Von Michael Lange | 13.08.2007
    Möglicherweise wurde schon Alexander der Große von einem West-Nil-Virus infiziert und starb an der folgenden Hirnhautentzündung. Vorboten kündigten das Ableben des Herrschers an, schrieb im 2. Jahrhundert vor Christus der griechische Gelehrte Plutarch. Bei ihm heißt es: Bevor Alexander starb, fielen tote Raben vom Himmel. Damit gibt Plutarch den Hinweis, der die Wissenschaftler von der Universität von Kalifornien in Davies nun einen wichtigen Schritt voran brachte. Sie haben herausgefunden, warum das West-Nil-Virus immer wieder plötzlich gefährlich wird und den Menschen bedroht, wie zurzeit in Nordamerika. Den Schlüssel zur Lösung des Rätsels lieferten: die Vögel. Eine kleine Erbgutveränderung des Virus, eine Mutation, beeinflusst, so die neuen Ergebnisse, vor allem die Virusvermehrung in Krähen und Rabenvögeln. Aaron Brault:

    "Das Virus vermehrt sich nach der Mutation viel besser in Vögeln als vor der Mutation. Dadurch befällt es viel mehr Mücken. Die Mücken übertragen das Virus auf den Menschen. Je mehr Mücken das Virus tragen, um so größer die Gefahr, dass Menschen angesteckt werden."

    Dies gelte, so Aaron Brault, nicht nur für die derzeit in Nordamerika verbreiteten West-Nil-Viren. Die gleiche Mutation trat und tritt immer wieder auf.

    "Wenn man sich die letzten großen Ausbrüche anschaut, in Ägypten in den fünfziger Jahren, in Rumänien und Russland in den Neunzigern und zuletzt den israelisch-amerikanischen Ausbruch, so fällt auf, dass die verursachenden Viren stets die gleiche Mutation in sich trugen."

    Die nun entdeckte Mutation führt dazu, dass ein Enzym namens Helicase effizienter arbeitet als zuvor. Die Helicase wird gewissermaßen im Auftrag des Virus von der infizierten Zelle gebildet. Die effizientere, mutierte Helicase erhöht die Geschwindigkeit der Virusproduktion in den Zellen. Das gilt insbesondere für die Virusvermehrung in Vögeln, wie die amerikanischen Forscher jetzt zeigen konnten. In den USA führte das dazu, dass West-Nil-Viren sich in amerikanischen Krähen ausbreiteten. In den Regionen, in denen das Virus zur Gefahr wurde, wurden immer auch gehäuft tote Krähen gefunden. Dass dafür tatsächlich die nun entdeckte Helicase-Mutation verantwortlich ist, konnten Aaron Brault und sein Team durch einen einfachen Versuch beweisen.
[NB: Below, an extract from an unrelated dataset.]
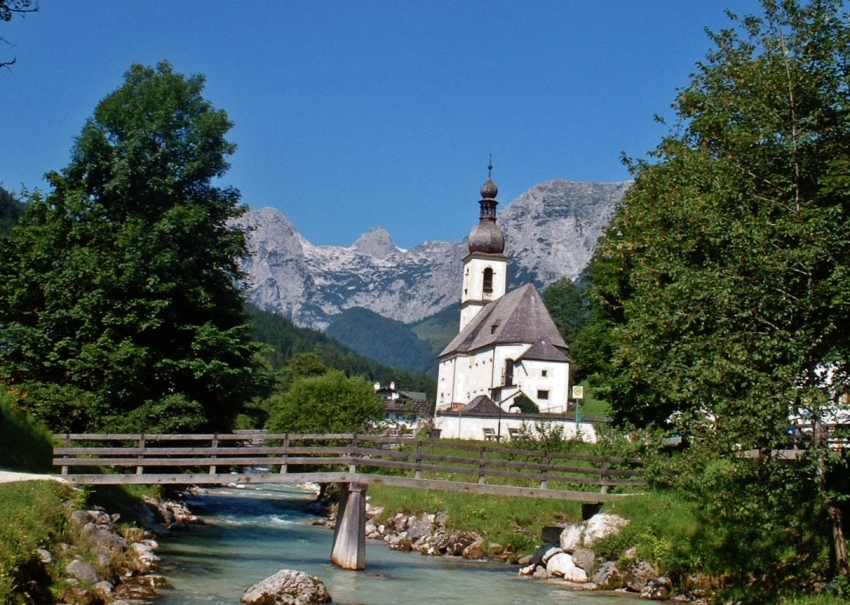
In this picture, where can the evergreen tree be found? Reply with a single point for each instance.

    "Wir können ein Virus nehmen, das in Vögeln nur geringe Virusmengen erzeugt. Dann führen wir gezielt diese Mutation durch, die für die nordamerikanische Mutante typisch ist. Dann erhöht sich die Virusvermehrung in den Vögeln auf das Hunderttausendfache."

    Die Forscher hoffen, dass ihre Entdeckung von Pharmazeuten aufgegriffen wird. Durch neue Medikamente könnte man die effizienter gewordene Helicase ausschalten. Am besten allerdings wäre es, die Viren in den Vögeln zu bekämpfen. Dann ließen sich die immer wieder kehrenden West-Nil-Virus Ausbrüche möglicherweise ganz verhindern.